Bitume carrément arraché du sol par endroits, nids de poules, crevasses, l’axe Gagnoa-Oumé-Yamoussoukro, allant du Centre-Ouest au Centre de la Côte d’Ivoire, qui a subit des traitements d’appoint courant 2013, est depuis près d’un an à nouveau fortement dégradée, causant de nombreux désagréments aussi bien aux usagers qu’aux populations riveraines, a constaté l’AIP, lors d’un parcours de ce tronçon fin mars 2016.
Longue d’environ 130 km, cette voie qui se fend également d’une autre voie à partir de Kocoumbo, entre Oumé et Yamoussoukro, allant jusqu’à l’autoroute du Nord au niveau de Toumodi, est quasi impraticable.
En milieu de matinée, ce mercredi 30 mars 2016, les quelques véhicules et engins à deux roues qui s’y aventurent sont engagés dans un jeu de zigzag permanent pour éviter les trous et autres nids de poule jonchent le macadam et dont certains s’étendent sur deux voire trois mètres.
Cela, en dépit du fait que le tronçon partant du fleuve Bandama dans la sous-préfecture de Kocumbo à Yamoussoukro, ainsi que celui allant à l’échangeur de Toumodi, ont été renforcés à la faveur de la visite d’Etat du Président Alassane Ouattara dans la région du Bélier, du 11 au 14 décembre 2013.
Cet état de la voie dont le bitume est à plusieurs endroits carrément arraché du sol, a fini par obliger la majorité des usagers à se s’orienter vers d’autres axes routiers pour rallier Yamoussoukro.
Délaissée par les automobilistes
Depuis 2015, la nationale Gagnoa-Oumé-Yamoussoukro enregistre très peu d’automobilistes nationaux et même étrangers -en provenance des pays voisins pour le port de San Pedro-, selon certains usagers.
« Notre route est trop gâtée, à cause de ça tous les véhicules passent par Sinfra. Avant on se rendait facilement à Yamoussoukro où Abidjan, mais c’est devenu difficile de le faire depuis que les gens ont déserté notre route », se plaint Akanza N’Dri, planteur à la « Scierie Jacob », un ancien campement né d’une scierie coloniale, à 7 km Diégonéfla.
Coulibaly Anguissoro, planteur-commerçant à Ouikao, campement Baoulé situé à quelques encablures de la sous-préfecture de Diégonéfla, et traversé par la nationale Gagnoa-Oumé-Yamoussoukro, fait partie de ceux dont les activités connaissent une chute depuis que les véhicules utilitaires, de transport de marchandises et de personnes se font rares, du fait de
l’état de dégradation avancée de cette voie.

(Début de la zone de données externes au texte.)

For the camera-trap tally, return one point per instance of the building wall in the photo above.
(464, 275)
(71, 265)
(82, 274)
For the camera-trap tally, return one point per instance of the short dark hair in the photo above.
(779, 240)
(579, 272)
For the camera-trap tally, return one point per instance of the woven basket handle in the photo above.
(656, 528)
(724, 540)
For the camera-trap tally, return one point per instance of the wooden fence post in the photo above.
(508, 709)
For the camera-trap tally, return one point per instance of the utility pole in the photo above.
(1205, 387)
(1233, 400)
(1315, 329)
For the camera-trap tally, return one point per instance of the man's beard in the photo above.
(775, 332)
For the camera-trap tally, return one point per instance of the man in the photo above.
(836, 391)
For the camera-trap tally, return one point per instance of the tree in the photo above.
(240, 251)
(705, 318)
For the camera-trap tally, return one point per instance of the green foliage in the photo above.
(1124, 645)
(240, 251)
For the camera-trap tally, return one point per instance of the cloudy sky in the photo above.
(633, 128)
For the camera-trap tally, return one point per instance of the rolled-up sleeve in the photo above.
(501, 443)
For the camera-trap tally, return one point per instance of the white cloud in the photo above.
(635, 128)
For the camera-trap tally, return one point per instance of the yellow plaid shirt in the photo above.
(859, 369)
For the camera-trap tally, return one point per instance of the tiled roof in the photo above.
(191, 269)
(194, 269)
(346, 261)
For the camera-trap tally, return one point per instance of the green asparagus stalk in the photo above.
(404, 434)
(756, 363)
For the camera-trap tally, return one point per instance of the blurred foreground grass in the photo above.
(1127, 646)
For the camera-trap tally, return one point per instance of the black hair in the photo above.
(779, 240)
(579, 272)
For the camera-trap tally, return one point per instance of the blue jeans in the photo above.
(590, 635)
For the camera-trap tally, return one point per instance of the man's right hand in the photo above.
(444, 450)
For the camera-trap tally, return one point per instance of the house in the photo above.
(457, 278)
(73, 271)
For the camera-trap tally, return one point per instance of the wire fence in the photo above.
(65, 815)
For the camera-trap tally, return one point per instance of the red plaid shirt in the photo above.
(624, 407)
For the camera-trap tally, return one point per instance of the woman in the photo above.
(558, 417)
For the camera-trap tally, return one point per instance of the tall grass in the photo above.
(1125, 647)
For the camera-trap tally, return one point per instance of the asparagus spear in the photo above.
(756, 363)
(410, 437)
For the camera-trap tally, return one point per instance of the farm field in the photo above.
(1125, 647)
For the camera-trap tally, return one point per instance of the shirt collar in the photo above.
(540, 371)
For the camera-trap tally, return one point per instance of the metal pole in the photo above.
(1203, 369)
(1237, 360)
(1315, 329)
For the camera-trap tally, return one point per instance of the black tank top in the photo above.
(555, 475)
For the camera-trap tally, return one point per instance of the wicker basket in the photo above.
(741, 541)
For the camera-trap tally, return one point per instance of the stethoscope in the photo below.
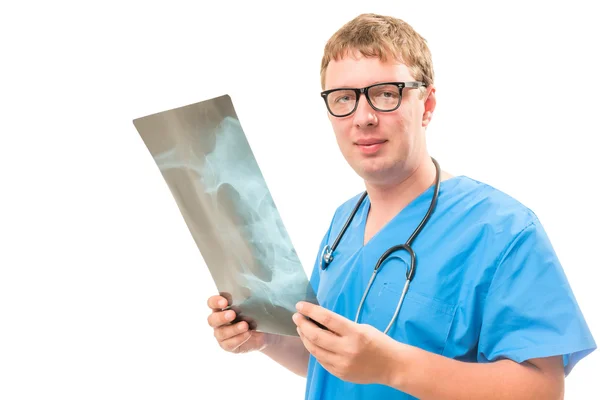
(327, 254)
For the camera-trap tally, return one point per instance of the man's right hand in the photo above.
(235, 338)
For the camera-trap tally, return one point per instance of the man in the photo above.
(489, 312)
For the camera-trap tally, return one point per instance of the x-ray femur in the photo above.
(208, 165)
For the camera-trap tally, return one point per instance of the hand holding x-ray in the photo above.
(204, 157)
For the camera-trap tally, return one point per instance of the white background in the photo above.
(102, 290)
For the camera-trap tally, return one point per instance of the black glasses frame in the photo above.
(365, 91)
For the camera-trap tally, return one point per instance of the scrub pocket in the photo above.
(423, 321)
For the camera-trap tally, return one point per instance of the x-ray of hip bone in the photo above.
(204, 157)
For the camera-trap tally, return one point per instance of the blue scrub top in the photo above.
(488, 284)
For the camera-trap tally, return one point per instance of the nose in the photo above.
(365, 115)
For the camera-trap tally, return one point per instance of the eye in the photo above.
(342, 99)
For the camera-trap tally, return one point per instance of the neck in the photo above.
(389, 199)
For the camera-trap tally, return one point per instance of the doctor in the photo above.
(488, 313)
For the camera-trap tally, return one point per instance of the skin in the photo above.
(394, 175)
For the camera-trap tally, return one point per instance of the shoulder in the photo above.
(476, 202)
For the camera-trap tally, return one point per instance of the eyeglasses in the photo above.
(383, 97)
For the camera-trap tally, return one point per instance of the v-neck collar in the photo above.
(425, 195)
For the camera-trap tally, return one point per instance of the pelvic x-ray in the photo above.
(204, 156)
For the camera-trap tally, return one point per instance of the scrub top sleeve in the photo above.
(530, 310)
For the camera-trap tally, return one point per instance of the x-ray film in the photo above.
(205, 159)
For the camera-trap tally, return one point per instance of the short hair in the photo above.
(375, 35)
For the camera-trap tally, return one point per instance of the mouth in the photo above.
(370, 146)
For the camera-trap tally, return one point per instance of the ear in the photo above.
(429, 105)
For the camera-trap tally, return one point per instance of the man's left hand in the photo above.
(353, 352)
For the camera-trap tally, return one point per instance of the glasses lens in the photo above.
(385, 97)
(341, 101)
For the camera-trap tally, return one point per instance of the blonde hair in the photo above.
(380, 36)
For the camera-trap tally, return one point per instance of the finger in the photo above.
(220, 318)
(227, 332)
(317, 336)
(334, 322)
(233, 343)
(321, 354)
(217, 303)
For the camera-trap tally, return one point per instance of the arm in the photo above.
(362, 354)
(430, 376)
(289, 352)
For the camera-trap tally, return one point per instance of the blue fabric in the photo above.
(488, 284)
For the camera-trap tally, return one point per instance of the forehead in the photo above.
(357, 70)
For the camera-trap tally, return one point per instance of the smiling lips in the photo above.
(369, 146)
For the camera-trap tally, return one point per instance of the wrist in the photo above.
(398, 366)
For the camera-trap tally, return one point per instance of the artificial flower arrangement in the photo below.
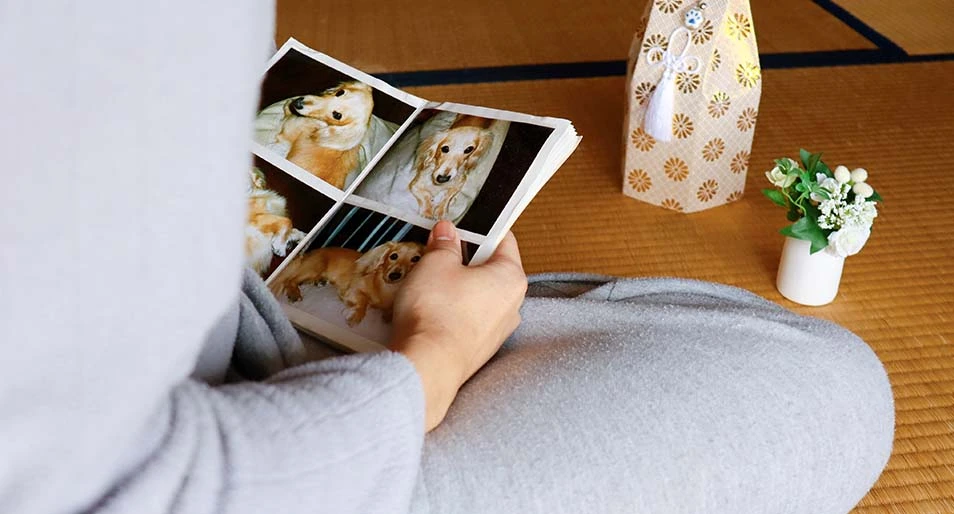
(832, 210)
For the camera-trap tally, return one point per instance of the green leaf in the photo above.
(776, 196)
(807, 229)
(812, 166)
(805, 155)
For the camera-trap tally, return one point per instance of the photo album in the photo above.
(349, 175)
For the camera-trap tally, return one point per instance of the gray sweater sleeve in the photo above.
(125, 133)
(341, 435)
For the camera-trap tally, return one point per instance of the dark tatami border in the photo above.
(886, 52)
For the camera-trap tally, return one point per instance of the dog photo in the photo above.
(281, 210)
(324, 120)
(352, 269)
(455, 166)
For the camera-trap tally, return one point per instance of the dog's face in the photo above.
(390, 262)
(256, 179)
(454, 153)
(347, 103)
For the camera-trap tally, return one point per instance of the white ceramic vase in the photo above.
(807, 278)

‘’Nous avons constaté depuis quelques mois, plus d’un an maintenant que les véhicules ne circulent pratiquement plus sur cette voie, et nous pensons que cela est dû au fait qu’elle est très dégradée et envahie par des nids de poule qui font que les conducteurs mettent beaucoup trop de temps pour aller soit à Yamoussoukro, Bouaké ou dans les pays limitrophes’’, s’apitoie pour sa part Coulibaly Anguissoro, planteur-commerçant à Ouikao, campement situé à quelques encablures de la sous-préfecture de Diégonéfla, et traversé par la nationale Gagnoa-Oumé-Yamoussoukro.
Au volant de son véhicule minicar bleu de transport en commun- communément appelé « Massa »-, qu’il vient de ranger sur le bas côté pour faire descendre un passager à Ouikao, Soumaïla Koné est un abonné de la ligne Gagnoa-Oumé-Gagnoa. Il n’a qu’un seul passager assis à sa droite dans la cabine de pilotage, en partance pour Gagnoa.
« On peut rouler deux jours, quatre jours, sans faire de recettes, parce que nous sommes toujours au garage à cause des pannes fréquentes occasionnées à nos véhicules par le mauvais état de la route », dépeint-il.
« Regardez, poursuit-il, on a beau éviter les trous on ne peut les éviter tous et on tombe dedans! Et puis, surtout sur le court tronçon Diégonéfla-Oumé, on ne peut même pas rouler à 70 km/heure, on est toujours entre la première et la deuxième vitesse, cela nous cause une perte de temps considérable, et on brûle aussi beaucoup trop de carburant’’.
Obligés de zigzaguer pour se frayer un chemin, les quelques rares automobilistes et autres usagers de cette route, notamment les conducteurs d’engins à deux roues sont régulièrement victimes d’accidents, comme l’explique Yao Magné Athanase dit Diaby, planteur à Lahouda, à une quinzaine de kilomètres de Diégonéfla.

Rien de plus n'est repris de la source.